Psychology Magazine

You Are Not Who You Think You Are

By Deric Bownds @DericBownds
I want to point to the NYTimes piece by polymath David Brooks that does a nice summary of several themes that have been emphasized in MindBlog posts - on the recent work of Barrett, Friston, Hoffman, Johnson, and others. He touchs on several areas in which our understanding of how our minds work has been completely transformed by work and ideas over just the past 10 years. I suggest you read the whole article and click on links to the articles he references. Here are a few clips:
You may think you understand the difference between seeing something and imagining it. When you see something, it’s really there; when you imagine it, you make it up.
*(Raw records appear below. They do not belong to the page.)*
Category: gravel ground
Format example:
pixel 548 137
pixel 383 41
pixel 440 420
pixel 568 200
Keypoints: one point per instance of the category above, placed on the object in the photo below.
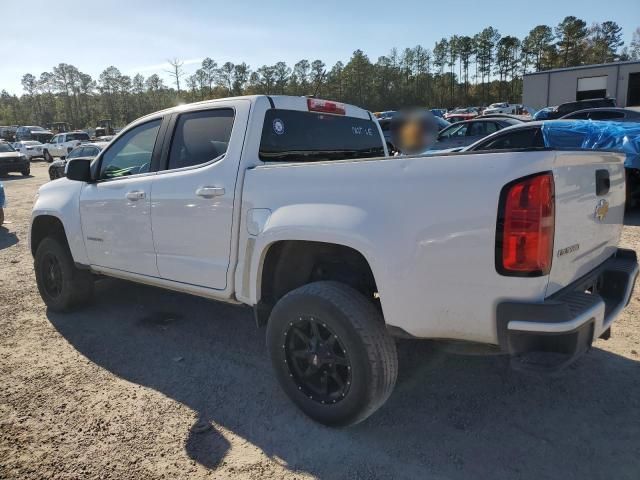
pixel 153 384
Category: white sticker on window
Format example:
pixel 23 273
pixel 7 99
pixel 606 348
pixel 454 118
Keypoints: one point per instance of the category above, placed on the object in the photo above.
pixel 278 126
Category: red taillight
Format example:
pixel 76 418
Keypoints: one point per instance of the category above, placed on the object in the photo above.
pixel 325 106
pixel 526 225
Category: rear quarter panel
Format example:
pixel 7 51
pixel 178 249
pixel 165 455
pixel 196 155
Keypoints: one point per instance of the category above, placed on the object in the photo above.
pixel 426 225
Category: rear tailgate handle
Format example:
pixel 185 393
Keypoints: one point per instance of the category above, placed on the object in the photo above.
pixel 602 182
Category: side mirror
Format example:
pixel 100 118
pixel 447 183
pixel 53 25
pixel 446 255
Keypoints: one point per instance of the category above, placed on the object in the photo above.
pixel 79 169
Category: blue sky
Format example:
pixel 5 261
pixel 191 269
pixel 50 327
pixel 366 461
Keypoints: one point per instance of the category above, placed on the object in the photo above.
pixel 139 36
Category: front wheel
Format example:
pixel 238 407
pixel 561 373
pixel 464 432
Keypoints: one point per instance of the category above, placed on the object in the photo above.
pixel 331 352
pixel 61 284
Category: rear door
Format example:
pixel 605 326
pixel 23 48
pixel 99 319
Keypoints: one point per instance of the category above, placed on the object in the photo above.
pixel 192 196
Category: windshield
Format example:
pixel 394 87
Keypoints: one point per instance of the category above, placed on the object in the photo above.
pixel 77 136
pixel 292 135
pixel 6 148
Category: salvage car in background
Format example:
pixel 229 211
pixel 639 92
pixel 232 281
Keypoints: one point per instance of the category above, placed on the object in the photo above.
pixel 29 148
pixel 88 150
pixel 465 133
pixel 570 107
pixel 33 132
pixel 13 161
pixel 460 114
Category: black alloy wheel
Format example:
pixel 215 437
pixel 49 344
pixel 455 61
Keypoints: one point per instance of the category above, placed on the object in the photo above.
pixel 317 360
pixel 51 274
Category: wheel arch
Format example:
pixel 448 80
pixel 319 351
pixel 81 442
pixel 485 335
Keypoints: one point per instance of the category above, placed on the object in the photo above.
pixel 287 263
pixel 43 226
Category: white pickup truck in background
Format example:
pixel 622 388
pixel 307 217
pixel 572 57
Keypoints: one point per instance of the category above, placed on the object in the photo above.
pixel 288 204
pixel 61 144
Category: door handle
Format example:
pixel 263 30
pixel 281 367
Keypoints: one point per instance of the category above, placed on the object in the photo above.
pixel 602 182
pixel 210 192
pixel 135 195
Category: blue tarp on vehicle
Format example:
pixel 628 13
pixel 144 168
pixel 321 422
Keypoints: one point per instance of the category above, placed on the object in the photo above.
pixel 590 135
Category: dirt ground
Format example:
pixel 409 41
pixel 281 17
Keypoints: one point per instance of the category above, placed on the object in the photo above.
pixel 152 384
That feels very different...It turns out, reality and imagination are completely intermixed in our brain...the separation between our inner world and the outside world is not as clear as we might like to think.
...most of seeing is making mental predictions about what you expect to see, based on experience, and then using sensory input to check and adjust your predictions. Thus, your memory profoundly influences what you see...The conversation between senses and memory produces a “controlled hallucination,” which is the closest we can get to registering reality.
...humans have come up with all sorts of concepts to describe different thinking activities: memory, perception, emotion, attention, decision-making. But now, as scientists develop greater abilities to look at the brain doing its thing, they often find that the activity they observe does not fit the neat categories our culture has created, and which we rely on to understand ourselves...Barrett of Northeastern University argues that people construct emotions and thoughts, and there is no clear distinction between them...emotions assign value to things, so they are instrumental to reason, not separate from or opposed to it.
...there is no such thing as disembodied understanding. Your neural, chemical and bodily responses are in continual conversation with one another, so both understanding and experiencing are mental and physical simultaneously...When faced with a whole person...we shouldn’t think that they can be divided into a ‘mind’ and a ‘body.
...You realize that neither the term ‘decision-making’ nor the term ‘attention’ actually corresponds to a thing in the brain...the concepts at the core of how we think about thinking need to be radically revised...neuroscientists spent a lot of time trying to figure out what region of the brain did what function. (Fear is in the amygdala!) Today they also look at the ways vast networks across the brain, body and environment work together to create comprehensive mental states. Now there is much more emphasis on how people and groups creatively construct their own realities, and live within their own constructions.